Every Shavuot, we read Megillat Rut, which chronicles the tale of Rut, her family, and her ultimate destiny as the ancestor of Dovid HaMelech. The story’s prominence begs the question: though knowing the roots of one of Jewish history’s most important figures is certainly significant, what is so imperative about it’s message that its reading is required annually—and specifically on Shavuot?
First, one needs to understand the essence of Shavuot: our celebration of Matan Torah, receiving G-d’s Torah, thus the completing of our redemption. In which case, Rut, at first glance, does not seem to fit thematically at all with its selected holiday. Rabi Zeira asserts that Rut exists merely to teach us about kindness; while such a trait may be important, why particularly by Shavuot? And if indeed that is the targeted theme, why choose Rut? After all, Avraham Avinu is known as the paradigm for kindness with his unparalleled Hachnasat Orchim.
Several answers have been offered to explain our problem. One connection noted is that David HaMelech’s origins are especially relevant for Shavuot considering it will be one of his descendents who will become the Mashiach. And, because kindness demonstrates an internalization of the Torah, this overarching theme of Rut beautifully embodies this idea.
But I would like to suggest that far more lies within this story in relevance to this chag.
Rut, according to many, was a Moabite princess, and therefore, as per the political workings of the day, her choice of marriage carried tremendous potential, often creating a form of treaty or alliance between two nations. And yet, she chooses to marry Machlon, whose father, Elimelech, carried a tarnished name with little political power due to his abandonment of Israel while it underwent a terrible famine. What did Rut stand to gain from such a marriage?

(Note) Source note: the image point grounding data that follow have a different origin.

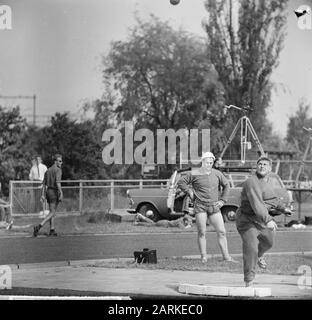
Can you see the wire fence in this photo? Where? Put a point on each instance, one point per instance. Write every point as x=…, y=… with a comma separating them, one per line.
x=79, y=195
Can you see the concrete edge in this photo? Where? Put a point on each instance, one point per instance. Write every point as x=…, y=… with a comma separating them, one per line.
x=23, y=297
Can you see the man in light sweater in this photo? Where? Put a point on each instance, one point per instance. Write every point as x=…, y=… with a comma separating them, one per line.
x=253, y=221
x=203, y=186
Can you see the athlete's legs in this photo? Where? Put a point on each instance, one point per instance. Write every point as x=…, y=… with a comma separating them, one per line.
x=201, y=220
x=216, y=220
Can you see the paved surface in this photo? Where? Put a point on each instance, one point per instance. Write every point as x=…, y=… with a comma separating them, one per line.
x=142, y=283
x=135, y=283
x=80, y=247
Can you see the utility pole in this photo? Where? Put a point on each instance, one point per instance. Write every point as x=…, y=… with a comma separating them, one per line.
x=33, y=97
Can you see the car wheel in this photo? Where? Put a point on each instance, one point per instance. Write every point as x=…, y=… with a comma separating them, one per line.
x=149, y=207
x=229, y=213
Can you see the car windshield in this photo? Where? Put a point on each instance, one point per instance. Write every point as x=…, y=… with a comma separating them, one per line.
x=275, y=182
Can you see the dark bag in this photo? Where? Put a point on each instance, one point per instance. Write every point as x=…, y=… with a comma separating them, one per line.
x=145, y=256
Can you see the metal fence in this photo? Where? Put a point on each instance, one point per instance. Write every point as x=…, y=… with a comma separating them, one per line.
x=79, y=195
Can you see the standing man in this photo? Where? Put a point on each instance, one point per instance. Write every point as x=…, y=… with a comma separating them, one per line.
x=253, y=221
x=203, y=186
x=37, y=170
x=36, y=173
x=52, y=192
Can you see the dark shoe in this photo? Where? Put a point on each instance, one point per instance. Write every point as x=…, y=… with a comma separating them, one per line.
x=261, y=263
x=36, y=230
x=53, y=233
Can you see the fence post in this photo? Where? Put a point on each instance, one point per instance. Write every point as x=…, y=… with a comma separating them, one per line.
x=80, y=197
x=11, y=197
x=112, y=196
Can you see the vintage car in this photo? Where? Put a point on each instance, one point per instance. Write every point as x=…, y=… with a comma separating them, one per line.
x=169, y=202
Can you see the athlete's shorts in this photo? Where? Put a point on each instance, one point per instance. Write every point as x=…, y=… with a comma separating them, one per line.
x=52, y=196
x=209, y=208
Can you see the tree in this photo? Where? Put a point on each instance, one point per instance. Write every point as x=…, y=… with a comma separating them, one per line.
x=159, y=78
x=77, y=143
x=245, y=39
x=14, y=156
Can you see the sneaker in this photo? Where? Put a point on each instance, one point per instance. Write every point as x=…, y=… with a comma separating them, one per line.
x=261, y=263
x=10, y=225
x=53, y=233
x=230, y=259
x=36, y=230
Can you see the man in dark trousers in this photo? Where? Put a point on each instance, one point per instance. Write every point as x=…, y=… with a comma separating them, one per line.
x=52, y=192
x=253, y=221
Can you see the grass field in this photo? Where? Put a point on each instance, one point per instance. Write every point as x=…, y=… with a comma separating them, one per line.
x=277, y=264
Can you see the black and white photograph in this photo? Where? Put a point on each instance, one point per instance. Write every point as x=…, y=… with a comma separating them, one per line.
x=157, y=152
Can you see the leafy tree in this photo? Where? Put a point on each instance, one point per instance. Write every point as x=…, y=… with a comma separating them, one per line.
x=159, y=77
x=78, y=145
x=14, y=155
x=245, y=39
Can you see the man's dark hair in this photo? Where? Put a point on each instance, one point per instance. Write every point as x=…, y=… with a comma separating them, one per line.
x=57, y=156
x=265, y=158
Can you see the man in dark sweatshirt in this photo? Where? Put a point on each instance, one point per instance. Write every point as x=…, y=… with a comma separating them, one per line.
x=253, y=221
x=203, y=186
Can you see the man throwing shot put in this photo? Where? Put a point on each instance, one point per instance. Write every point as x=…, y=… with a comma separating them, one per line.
x=52, y=192
x=253, y=221
x=203, y=186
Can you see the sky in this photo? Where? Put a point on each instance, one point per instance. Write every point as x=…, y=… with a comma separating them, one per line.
x=54, y=51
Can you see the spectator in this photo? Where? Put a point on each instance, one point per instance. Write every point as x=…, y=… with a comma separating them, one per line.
x=52, y=192
x=37, y=170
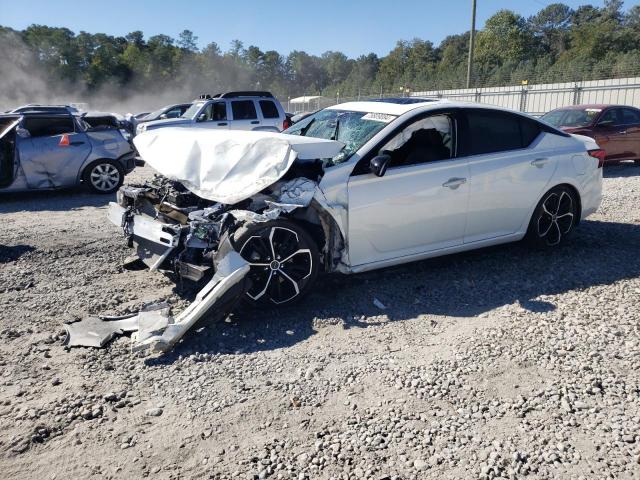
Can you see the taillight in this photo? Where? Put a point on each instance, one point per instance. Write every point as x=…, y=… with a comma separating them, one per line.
x=599, y=154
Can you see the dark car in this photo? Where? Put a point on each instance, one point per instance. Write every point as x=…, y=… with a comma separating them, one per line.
x=43, y=151
x=616, y=128
x=170, y=111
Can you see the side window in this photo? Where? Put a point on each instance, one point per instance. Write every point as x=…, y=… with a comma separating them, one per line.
x=205, y=114
x=48, y=126
x=492, y=131
x=630, y=117
x=174, y=112
x=425, y=140
x=243, y=110
x=219, y=112
x=609, y=118
x=269, y=109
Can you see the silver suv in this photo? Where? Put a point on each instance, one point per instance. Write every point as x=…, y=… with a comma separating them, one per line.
x=229, y=111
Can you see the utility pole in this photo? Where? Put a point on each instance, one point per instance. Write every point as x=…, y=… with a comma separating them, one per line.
x=471, y=43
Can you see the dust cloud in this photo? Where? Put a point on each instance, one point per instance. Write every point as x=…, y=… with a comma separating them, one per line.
x=24, y=80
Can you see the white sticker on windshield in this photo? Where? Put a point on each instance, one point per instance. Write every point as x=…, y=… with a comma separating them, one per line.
x=379, y=117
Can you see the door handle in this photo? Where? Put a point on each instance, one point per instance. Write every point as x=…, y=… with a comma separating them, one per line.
x=454, y=183
x=539, y=162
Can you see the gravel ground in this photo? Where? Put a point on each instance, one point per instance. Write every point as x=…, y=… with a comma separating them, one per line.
x=501, y=363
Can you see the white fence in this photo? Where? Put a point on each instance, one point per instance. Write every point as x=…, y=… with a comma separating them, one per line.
x=539, y=99
x=533, y=99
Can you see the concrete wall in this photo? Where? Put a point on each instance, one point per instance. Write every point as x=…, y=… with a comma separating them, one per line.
x=539, y=99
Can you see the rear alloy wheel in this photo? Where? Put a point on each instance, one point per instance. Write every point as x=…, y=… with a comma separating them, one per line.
x=554, y=218
x=284, y=261
x=104, y=176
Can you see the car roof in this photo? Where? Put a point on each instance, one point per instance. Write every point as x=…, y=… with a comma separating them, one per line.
x=599, y=106
x=425, y=104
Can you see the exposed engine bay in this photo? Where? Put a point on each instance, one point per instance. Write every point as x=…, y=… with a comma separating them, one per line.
x=242, y=214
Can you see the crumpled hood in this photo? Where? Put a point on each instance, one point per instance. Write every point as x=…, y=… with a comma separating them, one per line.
x=227, y=166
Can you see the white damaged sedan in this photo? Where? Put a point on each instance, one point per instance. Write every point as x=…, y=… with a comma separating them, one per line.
x=354, y=187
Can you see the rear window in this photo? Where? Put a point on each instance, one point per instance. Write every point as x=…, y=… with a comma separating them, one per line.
x=269, y=109
x=491, y=131
x=571, y=117
x=243, y=110
x=630, y=117
x=48, y=126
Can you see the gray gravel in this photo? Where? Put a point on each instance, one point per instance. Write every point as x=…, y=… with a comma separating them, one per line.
x=502, y=363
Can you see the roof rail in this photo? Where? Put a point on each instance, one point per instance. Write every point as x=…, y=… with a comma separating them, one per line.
x=248, y=93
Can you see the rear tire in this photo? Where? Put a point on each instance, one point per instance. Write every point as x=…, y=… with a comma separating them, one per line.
x=554, y=218
x=289, y=276
x=103, y=176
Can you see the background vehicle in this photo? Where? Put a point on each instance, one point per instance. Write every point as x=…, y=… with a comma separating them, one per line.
x=49, y=151
x=170, y=111
x=109, y=121
x=615, y=128
x=229, y=111
x=377, y=184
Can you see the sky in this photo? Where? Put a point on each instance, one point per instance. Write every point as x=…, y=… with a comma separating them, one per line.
x=354, y=27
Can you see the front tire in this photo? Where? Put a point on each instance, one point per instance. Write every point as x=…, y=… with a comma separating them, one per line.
x=284, y=261
x=554, y=218
x=103, y=176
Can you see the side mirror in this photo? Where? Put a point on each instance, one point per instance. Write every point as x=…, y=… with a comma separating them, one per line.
x=23, y=132
x=379, y=164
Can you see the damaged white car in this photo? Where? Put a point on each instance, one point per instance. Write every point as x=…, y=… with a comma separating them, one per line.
x=354, y=187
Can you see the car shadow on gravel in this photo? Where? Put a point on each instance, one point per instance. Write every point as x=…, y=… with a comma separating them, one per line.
x=621, y=170
x=10, y=253
x=461, y=285
x=52, y=201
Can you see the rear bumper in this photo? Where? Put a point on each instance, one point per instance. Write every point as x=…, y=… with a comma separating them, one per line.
x=128, y=161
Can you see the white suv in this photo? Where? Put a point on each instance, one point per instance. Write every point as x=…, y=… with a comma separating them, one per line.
x=229, y=111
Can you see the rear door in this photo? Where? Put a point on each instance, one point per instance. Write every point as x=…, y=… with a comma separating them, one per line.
x=55, y=151
x=270, y=115
x=508, y=173
x=244, y=115
x=630, y=132
x=610, y=134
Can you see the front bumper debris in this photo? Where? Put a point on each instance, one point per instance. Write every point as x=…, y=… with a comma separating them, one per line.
x=153, y=329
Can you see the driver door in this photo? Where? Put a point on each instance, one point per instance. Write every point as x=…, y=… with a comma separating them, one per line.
x=420, y=204
x=213, y=116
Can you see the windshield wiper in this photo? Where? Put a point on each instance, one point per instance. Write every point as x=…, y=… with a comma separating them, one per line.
x=337, y=129
x=305, y=129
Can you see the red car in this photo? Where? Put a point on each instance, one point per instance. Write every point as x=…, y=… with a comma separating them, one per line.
x=615, y=128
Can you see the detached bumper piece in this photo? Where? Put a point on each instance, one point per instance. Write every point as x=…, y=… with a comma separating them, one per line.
x=153, y=329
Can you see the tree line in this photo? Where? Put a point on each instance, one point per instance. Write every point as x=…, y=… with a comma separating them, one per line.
x=556, y=44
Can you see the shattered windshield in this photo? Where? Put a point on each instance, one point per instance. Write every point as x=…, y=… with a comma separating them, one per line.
x=354, y=129
x=571, y=117
x=193, y=110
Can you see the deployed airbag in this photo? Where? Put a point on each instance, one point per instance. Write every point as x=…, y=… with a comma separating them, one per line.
x=227, y=166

To understand this, we must first develop a better understanding of Rut’s position when we first encounter her in the Tanach. As a descendant of the illegitimate relationship between Lot and his daughter, it can be assumed that, despite her royalty, she still felt ashamed of her blemished heritage. So when Elimelech and his family came to Moav, she believed that by marrying into this Jewish family she could overcome her disgraceful roots. In a sense then, this moment for her could be viewed as one of a personal Geulah, a redemption—a theme which projects great meaning in the holiday of Shavuot as well.
Furthermore, Rut’s very personality offers a unique and relevant message. It is her commitment to Naomi and G-d, best projected in her passionate speech, “where you live, I will live, your G-d will be my G-d, etc.” which is so incredibly remarkable. She left the security of her plentiful homeland to venture off to the currently barren country of Israel with a woman who was viewed an exile among her people due to her traitorous husband—and indeed Rut suffers tremendously when stooped in poverty there—all in order to assert her belief and attachment to the Jewish way of life and simultaneous rejection of her Moabite customs of the past.
It is because of this commitment that Rut’s journey specifically belongs in our yearly experience of Shavuot. Rut was originally a gentile, someone unconnected to Hashem, but, after witnessing what she believed to be true and good, she was willing to forsake the comfort of a home, food, and the rest of life’s comforts so that she could maintain her convictions. This is a lesson every Jew should learn. Although we have been raised committed Jews, We have knowingly turned from Hashem time and time again to pursue idol worship and other sins. Rut however, not only recognized Hashem as a gentile entirely unfamiliar previously with Him, but she was willing to risk everything to follow Him. And that is what we must do as we now commemorate and relive Matan Torah: keep our promise to unwaveringly follow Hashem and His Torah without concern of personal well-being, just as Rut taught us.